Vowel qualities and vowel duration are inherently related features, as duration shortens when the vowel is pulled in from the periphery of the oral cavity. As Fig 1 illustrated, LBs tended to produce target schwas with lower F1s and F2s that early bilinguals and monolinguals, although there were four LBs who produced schwa with unusually low F1 and F2 values. Colloquially, even LBs perceive that schwa is different from other vowels in American English, as evidenced when they imitate words like “hamburger.” It may be that the faithfulness observed in most LBs with regard to F1 and F2 formants stems from their mental representation of one reduced vowel as uniform for all unstressed syllables in American English. It was anticipated that this vowel would be located very close to, or at, the low central /a/ vowel of Spanish. It appears to be the case that some LB productions did approximate the /a/ vowel space; however, others were much higher and/or farther back than one would predict of any central vowel. As our nonstructural predictors turned out to be highly correlated, further exploration of the individual differences underlying differentiation of English [ə] and Spanish [a] are needed.

In contrast to the relative faithfulness of LBs’ spectral qualities, EB productions reflected wide variability in their F2 formants. To summarize, some EBs produced anterior F2 formants approximating the space of [e] or the allophone [ɛ], while others produced posterior F2 formants along the same F2 plane as [ɔ]. Given that most words containing word-final schwa end with the letter “a,” this diffusion of F2 formants was unpredicted. Targetlessness for F2 has been proposed in prior monolingual studies, however ([16, 17] but see [8] for contradictory information). If F2 is inherently targetless (i.e. entirely dependent upon co-articulatory effects), it may be the case that EBs are entirely articulating reduced vowels according to monolingual rules. Discrepancies between EMs and EBs under these circumstances would result not from vowel quality mismatches, but from EBs’ failure to produce a feature of the preceding consonant that typically triggers co-articulatory effects during native speaker productions (e.g. aspiration). This hypothesis should be tested using non-word stimuli to explore whether mismatches between EM and EB vowel productions stem from mismatches in the articulation of the preceding consonant and not the target vowel, as prior studies examining these types of questions have heretofore not included bilinguals [8, 12].
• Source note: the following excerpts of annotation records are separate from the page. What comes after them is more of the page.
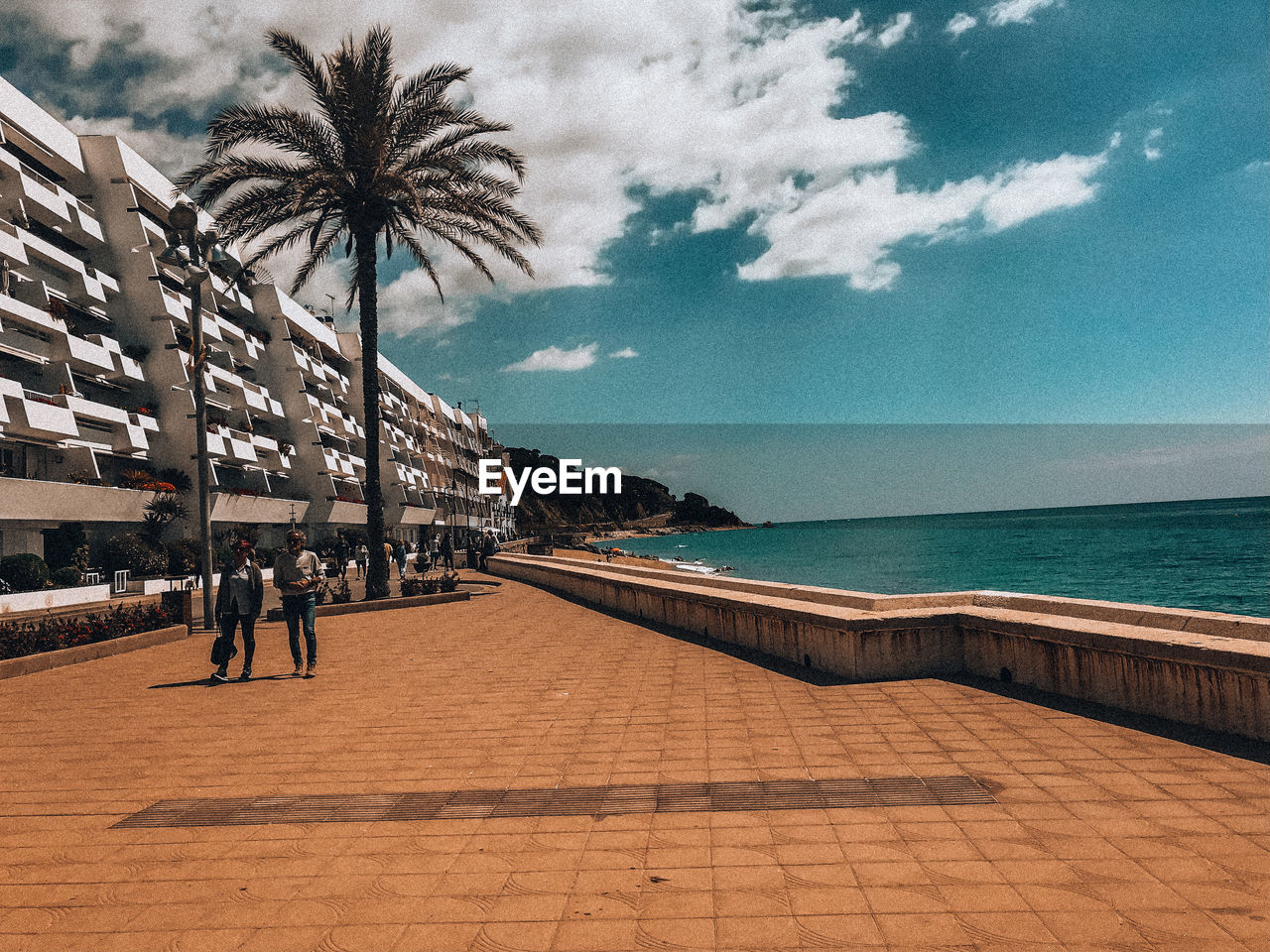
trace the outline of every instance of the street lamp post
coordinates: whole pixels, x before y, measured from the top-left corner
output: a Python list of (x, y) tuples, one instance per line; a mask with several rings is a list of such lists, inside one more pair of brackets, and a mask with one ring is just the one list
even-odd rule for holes
[(207, 345), (203, 343), (203, 282), (208, 269), (213, 269), (226, 281), (239, 275), (239, 268), (217, 242), (215, 231), (198, 234), (198, 209), (190, 202), (177, 202), (168, 213), (168, 223), (173, 235), (168, 237), (168, 248), (159, 255), (161, 264), (182, 268), (185, 274), (185, 289), (189, 292), (189, 336), (192, 392), (194, 395), (194, 454), (198, 461), (198, 541), (203, 562), (203, 628), (215, 627), (212, 607), (212, 509), (211, 484), (212, 465), (207, 454), (207, 381), (203, 367), (207, 364)]

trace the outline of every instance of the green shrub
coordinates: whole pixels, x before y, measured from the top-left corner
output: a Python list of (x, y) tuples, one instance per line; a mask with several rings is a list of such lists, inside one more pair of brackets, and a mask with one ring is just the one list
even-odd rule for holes
[(135, 532), (124, 532), (105, 543), (102, 562), (108, 572), (127, 569), (135, 576), (164, 575), (168, 571), (168, 552)]
[(178, 625), (178, 613), (161, 604), (119, 605), (110, 612), (83, 617), (53, 616), (0, 625), (0, 659), (57, 651), (76, 645), (136, 635)]
[(70, 589), (79, 585), (84, 580), (84, 575), (74, 565), (67, 565), (50, 575), (48, 580), (53, 583), (55, 588)]
[(203, 564), (199, 552), (201, 546), (196, 539), (179, 538), (169, 542), (168, 574), (169, 575), (198, 575)]
[(44, 560), (30, 552), (6, 556), (0, 560), (0, 578), (8, 581), (14, 592), (36, 592), (48, 581), (48, 566)]

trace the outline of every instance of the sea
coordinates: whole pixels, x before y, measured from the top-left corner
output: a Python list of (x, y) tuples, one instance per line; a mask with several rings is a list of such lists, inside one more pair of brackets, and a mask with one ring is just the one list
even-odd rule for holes
[(1270, 617), (1270, 496), (784, 522), (613, 545), (685, 571), (851, 592), (989, 589)]

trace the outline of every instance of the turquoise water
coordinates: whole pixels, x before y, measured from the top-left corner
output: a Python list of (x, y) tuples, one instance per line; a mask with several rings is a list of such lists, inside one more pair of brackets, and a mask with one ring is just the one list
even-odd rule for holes
[(616, 545), (852, 592), (994, 589), (1270, 616), (1270, 496), (790, 522)]

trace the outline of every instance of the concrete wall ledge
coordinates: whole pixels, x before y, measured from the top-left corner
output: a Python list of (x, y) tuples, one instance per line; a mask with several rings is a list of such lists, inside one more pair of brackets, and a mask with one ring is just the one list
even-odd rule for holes
[[(401, 598), (378, 598), (373, 602), (344, 602), (343, 604), (318, 605), (318, 617), (328, 618), (334, 614), (361, 614), (362, 612), (389, 612), (398, 608), (419, 608), (422, 605), (443, 605), (448, 602), (467, 602), (470, 592), (436, 592), (429, 595), (408, 595)], [(271, 608), (265, 621), (281, 622), (282, 609)]]
[(852, 680), (972, 673), (1270, 740), (1270, 619), (999, 592), (834, 593), (549, 556), (498, 555), (490, 569)]
[[(495, 556), (495, 557), (503, 557)], [(1135, 625), (1149, 628), (1186, 631), (1199, 635), (1217, 635), (1229, 638), (1246, 638), (1270, 642), (1270, 618), (1257, 618), (1245, 614), (1223, 612), (1200, 612), (1185, 608), (1160, 608), (1157, 605), (1138, 605), (1124, 602), (1100, 602), (1085, 598), (1063, 598), (1058, 595), (1031, 595), (1016, 592), (935, 592), (912, 595), (879, 595), (867, 592), (845, 592), (839, 589), (818, 588), (814, 585), (792, 585), (781, 581), (762, 581), (758, 579), (738, 579), (725, 575), (709, 576), (677, 571), (674, 569), (645, 569), (644, 566), (618, 565), (615, 562), (588, 562), (559, 556), (518, 556), (532, 559), (544, 565), (558, 565), (564, 569), (583, 567), (607, 575), (631, 576), (648, 580), (663, 580), (672, 585), (720, 592), (738, 592), (773, 598), (810, 602), (814, 604), (841, 605), (861, 612), (895, 612), (908, 608), (956, 608), (982, 607), (1002, 608), (1019, 612), (1035, 612), (1090, 621)]]
[(122, 638), (95, 641), (91, 645), (64, 647), (61, 651), (44, 651), (38, 655), (10, 658), (0, 661), (0, 680), (17, 678), (23, 674), (34, 674), (36, 671), (47, 671), (53, 668), (65, 668), (66, 665), (91, 661), (98, 658), (140, 651), (144, 647), (166, 645), (169, 641), (179, 641), (185, 637), (189, 637), (189, 628), (184, 625), (174, 625), (170, 628), (155, 628), (154, 631), (140, 631), (136, 635), (124, 635)]

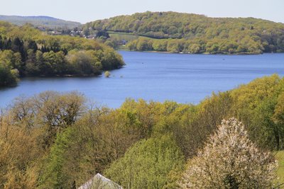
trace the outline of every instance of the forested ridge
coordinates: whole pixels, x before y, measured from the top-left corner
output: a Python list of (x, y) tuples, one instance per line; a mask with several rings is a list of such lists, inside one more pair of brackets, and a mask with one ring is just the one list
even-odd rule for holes
[(84, 27), (84, 30), (123, 32), (152, 38), (141, 37), (130, 42), (127, 46), (131, 50), (211, 54), (284, 52), (284, 24), (253, 18), (147, 11), (99, 20)]
[[(275, 164), (261, 153), (284, 149), (283, 105), (275, 74), (197, 105), (127, 99), (111, 109), (76, 92), (19, 97), (0, 115), (0, 188), (75, 188), (101, 173), (124, 188), (270, 188)], [(207, 171), (215, 179), (202, 180)]]
[(45, 27), (50, 29), (72, 29), (75, 27), (81, 26), (81, 23), (78, 22), (67, 21), (44, 16), (19, 16), (0, 15), (0, 21), (9, 22), (20, 26), (30, 23), (35, 27)]
[(0, 22), (0, 86), (15, 85), (18, 76), (98, 75), (124, 64), (111, 47), (94, 40)]

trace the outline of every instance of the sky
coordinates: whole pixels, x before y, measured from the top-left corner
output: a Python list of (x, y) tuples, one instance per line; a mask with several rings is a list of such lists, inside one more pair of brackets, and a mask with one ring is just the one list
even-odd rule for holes
[(146, 11), (284, 23), (283, 8), (284, 0), (0, 0), (0, 15), (49, 16), (82, 23)]

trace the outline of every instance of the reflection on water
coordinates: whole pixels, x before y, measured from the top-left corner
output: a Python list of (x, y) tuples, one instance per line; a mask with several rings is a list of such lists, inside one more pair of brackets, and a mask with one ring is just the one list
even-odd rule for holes
[(284, 54), (208, 55), (119, 52), (126, 65), (103, 76), (26, 78), (0, 89), (0, 106), (20, 96), (45, 91), (78, 91), (88, 98), (117, 108), (126, 98), (198, 103), (212, 91), (226, 91), (265, 75), (284, 76)]

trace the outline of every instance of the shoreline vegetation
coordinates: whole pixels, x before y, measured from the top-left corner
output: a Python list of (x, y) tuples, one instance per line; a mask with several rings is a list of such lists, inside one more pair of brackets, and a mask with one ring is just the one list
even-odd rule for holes
[(91, 76), (121, 68), (121, 56), (96, 40), (49, 35), (0, 22), (0, 87), (25, 76)]
[[(137, 13), (87, 23), (85, 33), (118, 48), (191, 54), (284, 52), (284, 23), (176, 12)], [(109, 35), (108, 34), (109, 33)]]
[[(216, 178), (206, 179), (209, 188), (216, 180), (215, 188), (236, 185), (240, 176), (241, 185), (251, 182), (245, 188), (278, 185), (284, 178), (283, 91), (284, 78), (273, 74), (197, 105), (126, 99), (112, 109), (77, 92), (20, 96), (0, 114), (0, 186), (77, 188), (97, 173), (124, 188), (202, 184), (207, 173)], [(263, 151), (271, 154), (257, 155)]]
Nonstructural factors and reduced vowel production

In addition to our phonetic features, we examined the role of three nonstructural predictors of native-like reduced vowel production. These three factors were: age of L2 learning, amount of L1 use, and bilingual dominance scores (BDS). For both duration and spectral qualities, we determined that age of L2 learning explained variance in bilingual productions the best. It should be noted, however, that age of L2 learning was a less constrained variable than either bilingual dominance or amount of L1 learning. That is, BDS was constrained by an instrument where all respondents scored from -10 to 10. Amount of L1 use was even more constrained between a score of 0–1, corresponding to the percentage of the day a respondent communicated in Spanish. While amount of L1 use and age of L2 learning were highly correlated, future studies should seek out variables that have more consistent methods of scoring.

The role of bilingual dominance is not often assessed in highly-proficient bilinguals because there is little reason to believe that L2 attainment deficits are causing non-native-like speech. However, our BDS assessment encompassed both qualitative and quantitative measures of reliance on both the L1 and L2, such as emotional attachment and the professional worth attached to a language. Therefore, we determined that a higher personal attachment to English, manifested by higher BDS scores, predicted shorter schwa durations than those produced by speakers who rated Spanish as their preferred language.

Amount of L1 use and age of L2 learning were observed in this study to explain less of the variance for either vowel duration or spectral qualities than age of L2 learning did. However, amount of L1 use has in the past been a significant predictor in studies where subjects are age matched and living in the same country, but differ only along this feature. In a bilingual city such as Miami, it may be that the range of amount of L1 use is too small to explain the variance in our data. For example, no bilingual in this specific environment (who fell within the age range of our study) speaks and/or hears only English or only Spanish.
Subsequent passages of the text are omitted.